Is the probability of an event gets affected by previous events?

Question

Suppose we are tossing a coin and in first four trials only heads comes up. Then what will be the probability of getting tails in next trial? Is it $\frac{1}{2}$ or the probaibility should be more than it? Nature try to balance all outcomes. So to balance $4$ heads there are more chances of getting tails. So if this is the case how one would find the probability of it.

Answer 1

“Nature tries to balance all outcomes”

This statement is false. You are not more likely to get a tails after flipping four heads. These events are independent.

Answer 2

Previous outcomes have no bearing on the next outcome in any independent event (dice rolling, coin flipping, roulette, etc etc)

The mistaken belief that it does is called "Gambler's Fallacy"

Answer 3

We call a coin a fair coin if the probability of getting heads and tails in each throw is $\frac{1}{2}$. Thus, by definition, it doesn't matter how many times you had tails in the row, the next outcome is heads or tails, with the probability $\frac{1}{2}$ each.

Now you can ask three questions:

1. Are real coins fair?
2. Where is this intuition coming from, that, if you had a lot of tails in a row, you are more likely to have tails again?
3. What can in general be said about unfair coins?

Question 1: Pretty much so. Even where there is a discrepancy, it is not in whether $X_n$ (the outcome of $n$th throw) is dependent on $X_1,X_2,\ldots,X_{n-1}$ (it normally isn't), but whether $P(X_n\text{ is tails})$ is exactly $\frac{1}{2}$ or is it slightly(?) off.

Question 2: Not a mathematical question, but it seems that human beings, when estimating the probability, are born Bayesians, and automatically take into account the (small) probability that the coin is rigged (unfair). Assume, for instance, that we think that the coin may have both sides "tails" with probability $p$, and that it is fair with probability $q=1-p$. Now, we had "tails" $n$ times... what is now the probability that the coin is unfair? Let $T$ be the event that we got "tails" $n$ times, $F$ the event that the coin is fair and $U$ the event that it is unfair. We have:

$$P(U|T)=\frac{P(T|U)P(U)}{P(T|U)P(U)+P(T|F)P(F)}=\frac{p}{p+2^{-n}q}$$

and, similarly,

$$P(F|T)=\frac{P(T|F)P(F)}{P(T|U)P(U)+P(T|F)P(F)}=\frac{2^{-n}q}{p+2^{-n}q}$$

Based on that knowledge, we will now expect that the next throw will result in "tails" as $P(U|T)+\frac{1}{2}P(F|T)=\frac{p+2^{-n-1}q}{p+2^{-n}q}=1-\frac{1}{2}\frac{1}{1+2^n\frac{p}{q}}\to 1$ when $n\to\infty$, no matter how small $p$ is, to start with... and the convergence to $1$ is fast (exponential). Loosely speaking, we subconsciously take the evidence that we had $n$ tails in a row as evidence that the coin is unfair, and bias our guesses to accommodate that.

Question 3 is probably too broad and not very interesting in the scope of the OP's question, so will be skipped here.

Answer 4

There is a misunderstanding in the way the question is posed.
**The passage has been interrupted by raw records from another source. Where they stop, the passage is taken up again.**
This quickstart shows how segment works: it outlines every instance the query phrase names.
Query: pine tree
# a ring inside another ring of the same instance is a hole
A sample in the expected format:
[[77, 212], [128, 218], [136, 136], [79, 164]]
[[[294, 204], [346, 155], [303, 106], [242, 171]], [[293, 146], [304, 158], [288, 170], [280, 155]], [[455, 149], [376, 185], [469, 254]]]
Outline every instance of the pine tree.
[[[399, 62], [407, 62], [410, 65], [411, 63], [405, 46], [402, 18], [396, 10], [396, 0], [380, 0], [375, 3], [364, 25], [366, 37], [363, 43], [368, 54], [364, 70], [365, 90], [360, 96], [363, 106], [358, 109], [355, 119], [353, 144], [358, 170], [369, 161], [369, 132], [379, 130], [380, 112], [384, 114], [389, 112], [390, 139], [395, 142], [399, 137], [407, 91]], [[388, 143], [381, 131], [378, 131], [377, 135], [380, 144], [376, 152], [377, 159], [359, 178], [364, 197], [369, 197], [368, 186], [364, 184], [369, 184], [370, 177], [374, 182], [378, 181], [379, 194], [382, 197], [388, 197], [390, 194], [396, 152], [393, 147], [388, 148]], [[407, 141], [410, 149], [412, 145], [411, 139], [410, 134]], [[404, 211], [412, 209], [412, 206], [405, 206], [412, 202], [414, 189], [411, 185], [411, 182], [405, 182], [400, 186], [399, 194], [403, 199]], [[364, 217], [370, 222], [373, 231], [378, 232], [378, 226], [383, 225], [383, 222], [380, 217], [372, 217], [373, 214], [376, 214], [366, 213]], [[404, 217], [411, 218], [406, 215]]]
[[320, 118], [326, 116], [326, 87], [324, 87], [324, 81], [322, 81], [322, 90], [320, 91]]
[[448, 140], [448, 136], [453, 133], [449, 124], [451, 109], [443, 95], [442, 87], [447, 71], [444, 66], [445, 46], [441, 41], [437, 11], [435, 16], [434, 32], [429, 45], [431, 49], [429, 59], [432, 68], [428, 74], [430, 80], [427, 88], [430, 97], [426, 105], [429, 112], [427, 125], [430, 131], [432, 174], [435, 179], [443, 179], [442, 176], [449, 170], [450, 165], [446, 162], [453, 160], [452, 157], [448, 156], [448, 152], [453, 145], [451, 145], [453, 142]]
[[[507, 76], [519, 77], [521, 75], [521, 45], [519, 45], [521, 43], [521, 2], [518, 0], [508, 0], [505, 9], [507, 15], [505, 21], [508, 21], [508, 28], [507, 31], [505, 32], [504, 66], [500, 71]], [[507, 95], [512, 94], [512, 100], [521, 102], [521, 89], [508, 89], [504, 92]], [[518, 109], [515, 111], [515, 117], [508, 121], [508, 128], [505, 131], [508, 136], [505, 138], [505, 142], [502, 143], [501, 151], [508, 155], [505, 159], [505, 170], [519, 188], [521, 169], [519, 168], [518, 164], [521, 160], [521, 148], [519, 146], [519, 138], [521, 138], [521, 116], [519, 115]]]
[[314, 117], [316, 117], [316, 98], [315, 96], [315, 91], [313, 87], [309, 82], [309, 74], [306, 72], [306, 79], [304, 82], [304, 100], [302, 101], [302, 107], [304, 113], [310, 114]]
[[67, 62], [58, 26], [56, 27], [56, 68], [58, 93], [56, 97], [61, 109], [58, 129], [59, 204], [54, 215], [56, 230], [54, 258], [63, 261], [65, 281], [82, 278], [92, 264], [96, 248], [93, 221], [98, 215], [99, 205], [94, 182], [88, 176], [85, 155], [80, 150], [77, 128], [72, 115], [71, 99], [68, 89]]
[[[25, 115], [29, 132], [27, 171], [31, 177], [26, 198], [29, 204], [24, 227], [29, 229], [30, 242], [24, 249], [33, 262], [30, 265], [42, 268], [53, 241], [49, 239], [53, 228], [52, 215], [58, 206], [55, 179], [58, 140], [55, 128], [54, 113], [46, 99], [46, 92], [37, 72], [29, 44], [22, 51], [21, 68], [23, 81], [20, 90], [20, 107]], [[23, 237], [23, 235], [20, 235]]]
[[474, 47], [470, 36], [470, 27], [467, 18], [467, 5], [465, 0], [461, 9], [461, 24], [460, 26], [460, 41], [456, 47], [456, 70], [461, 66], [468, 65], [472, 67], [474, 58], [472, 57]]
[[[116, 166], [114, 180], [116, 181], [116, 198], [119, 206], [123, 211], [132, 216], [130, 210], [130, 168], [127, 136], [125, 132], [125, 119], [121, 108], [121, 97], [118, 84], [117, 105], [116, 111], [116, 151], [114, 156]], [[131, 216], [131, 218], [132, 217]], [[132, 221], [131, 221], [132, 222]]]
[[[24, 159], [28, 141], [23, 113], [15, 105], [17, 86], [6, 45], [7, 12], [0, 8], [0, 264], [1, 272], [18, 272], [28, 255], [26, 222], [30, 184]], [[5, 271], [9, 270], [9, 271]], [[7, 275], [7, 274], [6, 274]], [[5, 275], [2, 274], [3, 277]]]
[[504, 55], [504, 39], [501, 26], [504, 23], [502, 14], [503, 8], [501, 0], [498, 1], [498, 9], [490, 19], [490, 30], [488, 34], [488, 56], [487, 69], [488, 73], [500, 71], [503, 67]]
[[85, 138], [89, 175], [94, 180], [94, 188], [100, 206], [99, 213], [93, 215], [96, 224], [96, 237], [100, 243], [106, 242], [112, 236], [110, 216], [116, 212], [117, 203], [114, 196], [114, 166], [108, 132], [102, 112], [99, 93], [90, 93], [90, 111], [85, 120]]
When you flip a coin, the probability of getting heads is 1/2.

If you flip the coin once and get heads, you may ask yourself what is the probability of getting heads again. naturally, your intuition may suggest that since you already got heads, the next time you might expect tails. However, the problem is that this has now become a conditional probability problem, and what you are solving is not the question of what is the probability that after the next flipping I get heads, but the real question you are answering is: what is the probability that I get two heads in aa row given that the first time it was also heads.

Let's look at Bayes's theorem: $P(A \vert B) = \frac{P(A)*P(B \vert A)}{P(B)} \,$

What we are trying to solve is, what is the probability that I get two consecutive heads (A event) given that the first time I flipped the coin I got head (B event).

Now P(A) is, in fact 1/4 (it is harder to get two heads in a row than one), however P(B) is 1/2. What is P(B|A)? This is the probability of getting heads the first time assuming you will have two heads, and this is obviously 1, so P(A|B) = $\frac{1/4}{1/2} = 1/2$.

So, rather than asking whether the second flipping's outcomes is conditioned by the first, think of it as a conditional probability problem where "what is the probability I get n consecutive heads given that I know the first n-1 times I already always got heads?", and you will see that the solution is in fact always 1/2.